Similar third-party packages are available from Blue Mountain Quality Resources (State College, Pa.), Prime Technologies (West Chester, Pa.), Beamex (Marietta, Ga.). Prime Technologies touts its communication interfaces with Oracle's database systems, as well as maintenance-management systems. "Metrology tends not to be in very sharp focus in the pharmaceutical and biotech industries," comments Bob Nugent, operations director of Biotechnical Services (San Diego, Calif.), a calibration service provider. "Some companies just want to be able to put a sticker on their instruments attesting to its last maintenance check; at other companies, calibration is tightly linked to overall operations."

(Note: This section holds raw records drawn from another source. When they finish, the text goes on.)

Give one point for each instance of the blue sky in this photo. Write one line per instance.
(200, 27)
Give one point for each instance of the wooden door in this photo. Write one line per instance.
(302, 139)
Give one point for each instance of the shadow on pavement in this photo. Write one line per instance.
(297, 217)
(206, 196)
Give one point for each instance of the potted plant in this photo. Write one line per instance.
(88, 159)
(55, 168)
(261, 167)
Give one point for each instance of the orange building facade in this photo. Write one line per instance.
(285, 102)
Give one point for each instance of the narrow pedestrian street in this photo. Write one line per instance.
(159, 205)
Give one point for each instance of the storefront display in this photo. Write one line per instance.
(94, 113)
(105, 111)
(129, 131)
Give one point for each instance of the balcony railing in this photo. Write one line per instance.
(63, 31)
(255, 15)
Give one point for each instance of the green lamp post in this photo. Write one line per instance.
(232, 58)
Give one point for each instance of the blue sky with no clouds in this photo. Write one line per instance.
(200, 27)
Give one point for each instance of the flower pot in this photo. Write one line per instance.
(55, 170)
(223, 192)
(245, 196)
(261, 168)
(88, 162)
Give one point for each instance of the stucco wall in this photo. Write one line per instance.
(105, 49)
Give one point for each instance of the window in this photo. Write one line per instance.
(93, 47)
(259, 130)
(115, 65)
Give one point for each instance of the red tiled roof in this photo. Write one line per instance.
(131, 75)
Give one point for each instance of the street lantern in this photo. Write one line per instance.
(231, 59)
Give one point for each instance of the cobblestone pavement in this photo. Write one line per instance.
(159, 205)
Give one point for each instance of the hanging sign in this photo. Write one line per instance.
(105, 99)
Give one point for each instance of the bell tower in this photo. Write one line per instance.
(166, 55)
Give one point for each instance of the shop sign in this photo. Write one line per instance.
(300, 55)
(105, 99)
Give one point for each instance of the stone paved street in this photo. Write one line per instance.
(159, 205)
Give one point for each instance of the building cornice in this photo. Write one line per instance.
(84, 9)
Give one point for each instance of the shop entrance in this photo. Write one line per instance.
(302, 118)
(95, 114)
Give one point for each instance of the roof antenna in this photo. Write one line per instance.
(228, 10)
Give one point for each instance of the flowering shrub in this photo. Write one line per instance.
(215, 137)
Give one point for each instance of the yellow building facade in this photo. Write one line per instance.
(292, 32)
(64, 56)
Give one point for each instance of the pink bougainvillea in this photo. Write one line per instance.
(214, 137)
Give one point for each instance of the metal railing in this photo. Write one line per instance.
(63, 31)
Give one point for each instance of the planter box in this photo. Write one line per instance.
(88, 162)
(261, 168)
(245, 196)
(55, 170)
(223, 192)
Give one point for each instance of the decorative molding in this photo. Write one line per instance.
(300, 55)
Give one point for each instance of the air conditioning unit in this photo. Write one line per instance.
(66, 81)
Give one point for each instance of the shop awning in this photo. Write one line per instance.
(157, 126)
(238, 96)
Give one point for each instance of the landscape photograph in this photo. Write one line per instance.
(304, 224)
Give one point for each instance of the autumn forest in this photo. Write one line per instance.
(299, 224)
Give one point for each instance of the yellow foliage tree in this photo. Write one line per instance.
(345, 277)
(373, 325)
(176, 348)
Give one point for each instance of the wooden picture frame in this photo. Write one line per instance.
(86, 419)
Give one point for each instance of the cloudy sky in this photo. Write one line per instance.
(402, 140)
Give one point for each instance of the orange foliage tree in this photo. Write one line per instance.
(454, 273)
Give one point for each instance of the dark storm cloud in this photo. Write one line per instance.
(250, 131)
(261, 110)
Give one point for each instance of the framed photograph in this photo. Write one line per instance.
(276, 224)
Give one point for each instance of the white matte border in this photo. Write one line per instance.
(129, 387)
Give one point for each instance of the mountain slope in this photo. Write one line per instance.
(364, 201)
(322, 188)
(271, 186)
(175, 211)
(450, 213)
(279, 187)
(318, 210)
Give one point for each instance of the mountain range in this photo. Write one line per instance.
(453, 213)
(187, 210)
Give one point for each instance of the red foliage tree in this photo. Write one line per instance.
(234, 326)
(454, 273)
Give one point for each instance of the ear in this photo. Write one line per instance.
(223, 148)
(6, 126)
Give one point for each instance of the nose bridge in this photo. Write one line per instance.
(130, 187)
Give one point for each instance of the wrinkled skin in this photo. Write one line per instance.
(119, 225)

Similarly, some companies will be very aggressive about connecting calibration data to enterprise systems, and others less so. Perceiving a gap between the needs of biotech organizations, and their attentiveness to good manufacturing practices, Nugent is in the process of setting up a national partnership of maintenance and related service providers, to be called the Biotech Integrated Group.
Most observers see a gap between the capabilities of today's asset management tools and what pharmaceutical companies are doing with their assets. However, that gap is beginning to close. "We have a steering committee that looks at where our IT systems need to be, and where they are, and we've been concerned about falling behind our competitors," says Eli Lilly's Wildman. "On the other hand, we have the opportunity now to take advantage of the lessons learned from the early adoptions of this technology, and we can move faster."